Obviously, Kim’s family isn’t supportive of the relationship, but the couple celebrated their third wedding anniversary recently, over the phone.
“Two years ago today was the last time I saw him,” Clothakis said recently from her home. “His family is very supportive, but I get a lot of, ‘Why are you putting yourself through this?’ I love him, though. It boils down to that.”
Before she met Manny, Clothakis was married, sharing a bed with a man she said she barely knew and hardly communicated with.
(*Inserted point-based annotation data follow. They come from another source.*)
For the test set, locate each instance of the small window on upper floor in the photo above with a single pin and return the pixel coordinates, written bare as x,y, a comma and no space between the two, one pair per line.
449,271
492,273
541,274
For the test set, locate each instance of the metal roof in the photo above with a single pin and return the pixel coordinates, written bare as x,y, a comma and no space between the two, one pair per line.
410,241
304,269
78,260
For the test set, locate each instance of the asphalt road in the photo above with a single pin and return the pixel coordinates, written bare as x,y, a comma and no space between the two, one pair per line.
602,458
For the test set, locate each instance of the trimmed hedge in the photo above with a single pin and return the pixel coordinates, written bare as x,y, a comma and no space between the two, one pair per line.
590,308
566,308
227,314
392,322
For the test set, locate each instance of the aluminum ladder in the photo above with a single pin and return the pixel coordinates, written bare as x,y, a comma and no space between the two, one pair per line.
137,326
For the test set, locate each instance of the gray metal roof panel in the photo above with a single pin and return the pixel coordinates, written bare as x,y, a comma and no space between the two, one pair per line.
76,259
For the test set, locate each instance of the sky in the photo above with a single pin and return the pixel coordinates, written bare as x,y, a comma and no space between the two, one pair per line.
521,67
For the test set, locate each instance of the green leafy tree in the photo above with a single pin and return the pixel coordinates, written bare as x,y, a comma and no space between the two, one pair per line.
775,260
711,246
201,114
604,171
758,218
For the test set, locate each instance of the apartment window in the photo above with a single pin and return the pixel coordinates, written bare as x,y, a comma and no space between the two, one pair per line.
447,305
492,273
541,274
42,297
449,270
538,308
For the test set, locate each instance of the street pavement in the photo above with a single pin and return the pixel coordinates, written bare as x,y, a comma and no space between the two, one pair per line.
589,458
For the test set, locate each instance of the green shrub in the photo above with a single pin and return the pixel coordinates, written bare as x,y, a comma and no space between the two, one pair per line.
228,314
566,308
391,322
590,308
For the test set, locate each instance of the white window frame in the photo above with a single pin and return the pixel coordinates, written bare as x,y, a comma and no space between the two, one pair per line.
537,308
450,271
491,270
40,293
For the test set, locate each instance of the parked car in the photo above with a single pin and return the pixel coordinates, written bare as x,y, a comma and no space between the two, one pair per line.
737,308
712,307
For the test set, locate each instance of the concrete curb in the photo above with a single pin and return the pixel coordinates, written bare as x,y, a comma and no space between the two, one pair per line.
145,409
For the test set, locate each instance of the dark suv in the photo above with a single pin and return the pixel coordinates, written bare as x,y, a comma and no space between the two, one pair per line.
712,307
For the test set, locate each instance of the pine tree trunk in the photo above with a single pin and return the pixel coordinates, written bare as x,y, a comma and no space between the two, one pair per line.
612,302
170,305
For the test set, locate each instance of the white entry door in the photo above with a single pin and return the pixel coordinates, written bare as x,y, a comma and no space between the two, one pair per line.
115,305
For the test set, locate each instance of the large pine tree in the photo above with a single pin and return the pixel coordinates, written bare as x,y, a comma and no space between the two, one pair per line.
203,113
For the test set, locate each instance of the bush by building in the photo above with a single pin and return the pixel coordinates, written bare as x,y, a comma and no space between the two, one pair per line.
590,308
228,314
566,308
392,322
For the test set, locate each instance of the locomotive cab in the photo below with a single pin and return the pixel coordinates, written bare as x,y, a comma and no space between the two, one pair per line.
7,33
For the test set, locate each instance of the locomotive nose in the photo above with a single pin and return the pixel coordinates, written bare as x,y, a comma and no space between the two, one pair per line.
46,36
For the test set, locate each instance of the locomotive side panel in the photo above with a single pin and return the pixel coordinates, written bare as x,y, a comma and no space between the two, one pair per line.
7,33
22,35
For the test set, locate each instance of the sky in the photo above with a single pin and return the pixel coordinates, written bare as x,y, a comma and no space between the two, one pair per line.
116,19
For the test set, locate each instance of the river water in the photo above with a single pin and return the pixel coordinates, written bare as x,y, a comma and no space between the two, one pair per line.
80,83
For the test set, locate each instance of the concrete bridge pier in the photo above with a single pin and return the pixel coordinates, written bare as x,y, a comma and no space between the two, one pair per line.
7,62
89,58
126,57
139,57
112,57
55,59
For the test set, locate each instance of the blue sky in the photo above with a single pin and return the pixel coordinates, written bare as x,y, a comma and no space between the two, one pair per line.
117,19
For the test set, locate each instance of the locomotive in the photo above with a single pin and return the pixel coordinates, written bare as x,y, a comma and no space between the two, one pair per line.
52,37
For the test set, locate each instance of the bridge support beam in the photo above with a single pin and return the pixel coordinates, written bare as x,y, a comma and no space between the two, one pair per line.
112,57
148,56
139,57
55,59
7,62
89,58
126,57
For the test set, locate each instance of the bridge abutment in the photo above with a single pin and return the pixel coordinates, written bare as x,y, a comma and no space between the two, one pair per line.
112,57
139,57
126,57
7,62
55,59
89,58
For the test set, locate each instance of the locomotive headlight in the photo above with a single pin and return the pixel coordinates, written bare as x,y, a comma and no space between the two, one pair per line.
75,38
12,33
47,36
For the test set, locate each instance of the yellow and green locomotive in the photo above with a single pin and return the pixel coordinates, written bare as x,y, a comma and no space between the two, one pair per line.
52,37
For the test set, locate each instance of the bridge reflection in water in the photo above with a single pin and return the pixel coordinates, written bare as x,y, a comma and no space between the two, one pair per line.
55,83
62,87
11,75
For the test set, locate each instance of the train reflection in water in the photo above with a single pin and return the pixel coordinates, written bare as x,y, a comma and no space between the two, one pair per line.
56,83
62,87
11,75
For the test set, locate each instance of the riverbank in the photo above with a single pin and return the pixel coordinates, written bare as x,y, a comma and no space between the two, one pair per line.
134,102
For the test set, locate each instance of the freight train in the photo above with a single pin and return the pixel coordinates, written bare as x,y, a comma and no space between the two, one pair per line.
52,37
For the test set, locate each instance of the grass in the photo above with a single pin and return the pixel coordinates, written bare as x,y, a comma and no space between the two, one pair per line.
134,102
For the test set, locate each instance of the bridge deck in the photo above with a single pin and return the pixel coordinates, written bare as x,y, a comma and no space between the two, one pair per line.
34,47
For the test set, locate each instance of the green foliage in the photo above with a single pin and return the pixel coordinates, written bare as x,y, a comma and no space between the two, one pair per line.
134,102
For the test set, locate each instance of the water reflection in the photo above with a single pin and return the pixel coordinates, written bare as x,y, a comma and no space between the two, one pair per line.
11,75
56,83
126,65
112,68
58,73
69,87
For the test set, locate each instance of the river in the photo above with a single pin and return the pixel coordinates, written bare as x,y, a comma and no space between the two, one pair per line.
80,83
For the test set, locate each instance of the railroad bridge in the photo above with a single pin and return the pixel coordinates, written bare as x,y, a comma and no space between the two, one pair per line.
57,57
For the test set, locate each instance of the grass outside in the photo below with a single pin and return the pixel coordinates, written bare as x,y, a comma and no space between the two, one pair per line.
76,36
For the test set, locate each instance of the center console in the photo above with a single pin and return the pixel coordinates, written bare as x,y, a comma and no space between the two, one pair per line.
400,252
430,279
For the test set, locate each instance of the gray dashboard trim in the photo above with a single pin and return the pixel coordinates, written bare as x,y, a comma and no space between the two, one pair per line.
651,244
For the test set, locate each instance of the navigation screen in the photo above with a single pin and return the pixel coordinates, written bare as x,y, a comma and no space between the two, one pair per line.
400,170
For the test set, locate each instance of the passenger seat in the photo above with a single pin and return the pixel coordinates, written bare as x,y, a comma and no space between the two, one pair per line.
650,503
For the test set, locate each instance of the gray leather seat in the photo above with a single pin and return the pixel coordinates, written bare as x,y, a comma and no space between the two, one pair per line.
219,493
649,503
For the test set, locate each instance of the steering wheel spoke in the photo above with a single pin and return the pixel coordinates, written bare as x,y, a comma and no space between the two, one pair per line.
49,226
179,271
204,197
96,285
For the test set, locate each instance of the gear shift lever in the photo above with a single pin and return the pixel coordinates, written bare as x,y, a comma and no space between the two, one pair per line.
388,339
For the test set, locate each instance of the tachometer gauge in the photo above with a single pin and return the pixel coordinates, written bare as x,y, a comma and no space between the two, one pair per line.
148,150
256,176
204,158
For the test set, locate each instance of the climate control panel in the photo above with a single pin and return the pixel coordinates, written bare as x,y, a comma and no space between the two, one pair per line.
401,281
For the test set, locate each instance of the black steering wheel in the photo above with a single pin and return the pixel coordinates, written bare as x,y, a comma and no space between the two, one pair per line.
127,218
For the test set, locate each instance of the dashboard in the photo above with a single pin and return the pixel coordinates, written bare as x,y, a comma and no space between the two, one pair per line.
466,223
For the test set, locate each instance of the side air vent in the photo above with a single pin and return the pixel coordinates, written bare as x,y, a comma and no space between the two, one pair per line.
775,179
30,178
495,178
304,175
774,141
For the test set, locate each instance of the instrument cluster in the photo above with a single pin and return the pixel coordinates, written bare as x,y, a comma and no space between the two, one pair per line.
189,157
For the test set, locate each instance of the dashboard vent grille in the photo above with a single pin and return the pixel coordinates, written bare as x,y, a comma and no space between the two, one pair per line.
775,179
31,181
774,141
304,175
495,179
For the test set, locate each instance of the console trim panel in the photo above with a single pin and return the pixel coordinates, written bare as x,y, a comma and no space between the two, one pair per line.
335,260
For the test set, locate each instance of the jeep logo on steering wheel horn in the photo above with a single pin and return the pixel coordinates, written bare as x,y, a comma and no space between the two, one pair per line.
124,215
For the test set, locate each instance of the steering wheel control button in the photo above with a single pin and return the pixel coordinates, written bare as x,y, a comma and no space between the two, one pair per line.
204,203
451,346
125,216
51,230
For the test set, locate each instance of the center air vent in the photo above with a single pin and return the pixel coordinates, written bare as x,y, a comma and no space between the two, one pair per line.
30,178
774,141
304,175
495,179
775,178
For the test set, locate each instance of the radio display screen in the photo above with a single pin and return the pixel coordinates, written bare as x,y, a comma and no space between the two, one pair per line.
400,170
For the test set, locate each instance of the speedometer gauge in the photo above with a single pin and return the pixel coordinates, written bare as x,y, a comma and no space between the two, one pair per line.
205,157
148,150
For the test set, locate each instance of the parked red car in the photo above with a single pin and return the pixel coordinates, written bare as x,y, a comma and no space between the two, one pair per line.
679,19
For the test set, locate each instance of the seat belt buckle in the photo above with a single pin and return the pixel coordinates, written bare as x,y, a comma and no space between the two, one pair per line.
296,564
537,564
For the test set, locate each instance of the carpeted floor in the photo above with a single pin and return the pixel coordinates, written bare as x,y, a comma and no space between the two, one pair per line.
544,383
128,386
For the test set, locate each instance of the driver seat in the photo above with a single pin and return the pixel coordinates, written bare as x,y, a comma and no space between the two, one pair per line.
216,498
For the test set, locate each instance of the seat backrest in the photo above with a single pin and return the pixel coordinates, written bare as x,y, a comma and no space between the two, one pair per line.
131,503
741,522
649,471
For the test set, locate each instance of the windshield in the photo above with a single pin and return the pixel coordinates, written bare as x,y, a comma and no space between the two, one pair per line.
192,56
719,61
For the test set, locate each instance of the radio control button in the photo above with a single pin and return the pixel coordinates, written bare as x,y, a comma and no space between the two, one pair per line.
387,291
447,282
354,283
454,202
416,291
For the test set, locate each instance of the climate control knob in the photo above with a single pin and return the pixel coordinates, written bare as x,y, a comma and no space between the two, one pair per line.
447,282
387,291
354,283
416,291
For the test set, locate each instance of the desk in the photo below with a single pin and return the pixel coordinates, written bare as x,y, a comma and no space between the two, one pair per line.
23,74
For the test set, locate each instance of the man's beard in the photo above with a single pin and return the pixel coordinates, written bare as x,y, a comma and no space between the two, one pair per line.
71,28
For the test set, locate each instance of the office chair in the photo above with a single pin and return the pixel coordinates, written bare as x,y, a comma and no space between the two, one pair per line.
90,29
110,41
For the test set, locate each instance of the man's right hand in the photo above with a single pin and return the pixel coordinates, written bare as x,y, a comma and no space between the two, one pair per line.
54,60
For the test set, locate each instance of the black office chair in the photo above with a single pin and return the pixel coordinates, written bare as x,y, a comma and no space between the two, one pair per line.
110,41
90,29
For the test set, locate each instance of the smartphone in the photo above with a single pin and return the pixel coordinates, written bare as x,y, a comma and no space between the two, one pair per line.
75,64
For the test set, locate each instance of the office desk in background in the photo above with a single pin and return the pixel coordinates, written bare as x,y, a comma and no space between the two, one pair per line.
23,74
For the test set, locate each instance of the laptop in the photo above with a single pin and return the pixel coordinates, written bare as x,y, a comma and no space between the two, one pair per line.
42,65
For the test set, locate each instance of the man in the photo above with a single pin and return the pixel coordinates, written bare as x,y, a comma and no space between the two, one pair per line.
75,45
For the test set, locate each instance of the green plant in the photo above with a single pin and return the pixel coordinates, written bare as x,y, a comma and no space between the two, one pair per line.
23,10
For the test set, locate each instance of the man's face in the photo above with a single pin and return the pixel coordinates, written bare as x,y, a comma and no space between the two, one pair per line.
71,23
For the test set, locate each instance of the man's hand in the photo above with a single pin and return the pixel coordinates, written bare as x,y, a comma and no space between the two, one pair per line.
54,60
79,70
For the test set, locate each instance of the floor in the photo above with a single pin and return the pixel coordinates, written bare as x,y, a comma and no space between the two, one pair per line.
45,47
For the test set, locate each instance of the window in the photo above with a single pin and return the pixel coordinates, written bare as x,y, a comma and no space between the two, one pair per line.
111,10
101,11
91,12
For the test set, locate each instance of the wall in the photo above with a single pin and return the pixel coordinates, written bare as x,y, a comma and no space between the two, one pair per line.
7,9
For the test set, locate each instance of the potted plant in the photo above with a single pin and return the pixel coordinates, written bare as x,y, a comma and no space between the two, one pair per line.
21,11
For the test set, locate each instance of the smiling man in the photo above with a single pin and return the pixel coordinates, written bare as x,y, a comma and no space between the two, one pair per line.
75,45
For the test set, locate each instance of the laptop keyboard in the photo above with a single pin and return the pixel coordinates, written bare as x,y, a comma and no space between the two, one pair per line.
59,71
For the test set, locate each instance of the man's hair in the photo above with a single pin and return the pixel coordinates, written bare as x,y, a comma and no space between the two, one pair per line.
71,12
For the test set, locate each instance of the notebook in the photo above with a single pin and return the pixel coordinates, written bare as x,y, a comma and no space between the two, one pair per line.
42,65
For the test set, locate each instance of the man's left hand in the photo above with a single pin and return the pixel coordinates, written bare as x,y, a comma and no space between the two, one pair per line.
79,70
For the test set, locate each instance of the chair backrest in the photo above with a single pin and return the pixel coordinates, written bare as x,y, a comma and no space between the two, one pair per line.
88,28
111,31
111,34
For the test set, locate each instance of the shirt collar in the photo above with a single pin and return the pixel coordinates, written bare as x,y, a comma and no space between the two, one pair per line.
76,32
That’s the odd part of a relationship through prison, she said: All the conversations, the letters and cards and phone calls they share can somehow make them feel closer.
In federal prison Manny gets about 300 minutes of phone calls per month, she said, and they try to space them out at 10 minutes per day.
Noxel said she and Angelilli get much less time, about 15 minutes on the phone every four days, though she writes him many letters and sends emails daily that he’s not allowed to answer. The details, she admits, seem mundane: the score of the Super Bowl, what she had for dinner, how job searches are going — but she said they’re important for him to know he’s still a part of her life, along with her 9-year-old son, who is not yet allowed to visit.
“I don’t want him to feel left out,” she said.
Prison visiting regulations vary greatly among institutions, but they are all strict, including limiting particularly revealing clothes. Few states allow conjugal visits. Mississippi, the state that first implemented the practice, ended conjugal visits earlier this month.
Noxel said she is happier with Camp Hill than Angelilli’s first, closer jail, Graterford, because she can actually sit with him, rather than behind a glass partition. Still, they have a long way to go, she said.
“It’s frustrating more than anything,” she said. “I don’t break down and cry, because it’s jail, it is what it is.”
Clothakis said her husband should be out in less than three months and back home in New York with her and their dog, Teagan. On Valentine’s Day she had advice for any woman sitting in a courtroom, listening as a lawyer or judge lays out the hard truths of the time she and her partner will be facing together.
“Manny would have understood if I left him, but I chose to fight,” she said. “It’s tough. Don’t expect it to be easy. If you love one another, you’ll make it through.”